ALBANY — A strong majority of New Yorkers oppose defunding the police, despite calls from activists to gut the NYPD’s vast $6 billion budget in the wake of protests over George Floyd’s death that triggered a wave of police reforms, a new statewide poll shows.
Sixty percent of voters rejected compared to 30 percent who supported a radical entrenchment, according to results from a Siena College poll released Tuesday.
Even in New York City, more voters said they opposed defunding the police — 47 percent — than the 41 percent of respondents who said they supported shrinking the police department.
There was a huge racial divide — 67 percent of whites are against defunding the police. But more than twice as many blacks supported the idea as opposed it– with 54 percent in favor and 27 percent against.
The pollster then asked a question using a less provocative word — replacing “defund” with “reduce.”

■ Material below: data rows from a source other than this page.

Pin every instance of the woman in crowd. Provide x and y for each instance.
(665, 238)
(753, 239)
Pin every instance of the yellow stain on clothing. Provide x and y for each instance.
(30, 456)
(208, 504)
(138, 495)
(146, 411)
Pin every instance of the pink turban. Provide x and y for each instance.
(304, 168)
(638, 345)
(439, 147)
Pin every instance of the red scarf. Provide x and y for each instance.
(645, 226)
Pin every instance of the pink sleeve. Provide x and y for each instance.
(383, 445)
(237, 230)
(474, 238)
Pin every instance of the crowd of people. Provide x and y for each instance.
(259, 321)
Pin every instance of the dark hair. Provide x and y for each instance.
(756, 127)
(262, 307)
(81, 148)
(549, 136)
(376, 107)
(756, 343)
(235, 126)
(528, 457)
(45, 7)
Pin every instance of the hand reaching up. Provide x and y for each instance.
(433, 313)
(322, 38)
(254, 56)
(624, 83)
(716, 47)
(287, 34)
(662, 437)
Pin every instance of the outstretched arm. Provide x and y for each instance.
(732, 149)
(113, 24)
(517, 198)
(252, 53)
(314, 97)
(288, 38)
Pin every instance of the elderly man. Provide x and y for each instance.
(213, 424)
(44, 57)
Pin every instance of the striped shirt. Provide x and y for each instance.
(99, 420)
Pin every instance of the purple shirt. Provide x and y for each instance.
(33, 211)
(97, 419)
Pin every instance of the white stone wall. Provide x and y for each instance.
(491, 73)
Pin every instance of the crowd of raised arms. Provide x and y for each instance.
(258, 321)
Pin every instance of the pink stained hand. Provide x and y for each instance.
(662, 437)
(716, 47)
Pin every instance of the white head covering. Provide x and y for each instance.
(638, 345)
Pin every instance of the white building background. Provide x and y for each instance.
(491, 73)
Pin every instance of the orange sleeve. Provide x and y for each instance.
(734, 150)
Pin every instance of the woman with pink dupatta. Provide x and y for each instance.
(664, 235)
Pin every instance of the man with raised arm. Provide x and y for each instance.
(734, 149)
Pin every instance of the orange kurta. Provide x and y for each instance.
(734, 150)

When asked if they favored “reduced” funding for police, 57 percent of voters statewide said no, and just 37 percent yes.
But in New York City, 51 percent said they backed the notion of ‘reduced funding,’ while 42 percent were opposed — bucking the trend in the suburbs, which recorded 71 percent compared to 25 percent opposed, and those upstate, who responded against the idea at 64 percent compared to 30 percent supportive.
The sentiment of more liberal and and minority Big Apple residents contrasted with the views in the suburbs and upstate — 71 percent of suburbanites objected to cutting public safety as did 64 percent of upstaters.
Again, the poll exposed a racial chasm — 61 percent of whites opposed reduced funding for cops while 61 percent of black respondents favored a cut.
The poll also follows Mayor Bill de Blasio’s Monday announcement that he plans to either cut or transfer at least $1 billion from the NYPD’s budget.
But individuals — by about a 2-to-1 margin at 60 to 35 percent — said the May killing of George Floyd exposes a broader pattern of excessive police violence against black people.
Ninety-one percent of black voters agreed, followed by 64 percent of Latinos and 53 percent of Whites.
Eighty-one percent said systemic racism is a very, or a somewhat, serious problem.
In a racial divide, 51 percent of Whites said they feel more secure in the presence of police officers, and 46 percent of blacks answered they feel less secure.
“While a clear majority of New Yorkers, 60 percent, say the recent killings of George Floyd and Rayshard Brooks are part of a pattern of excessive police violence toward black people, there are widespread racial partisan and geographic differences,” said Siena pollster Steven Greenberg.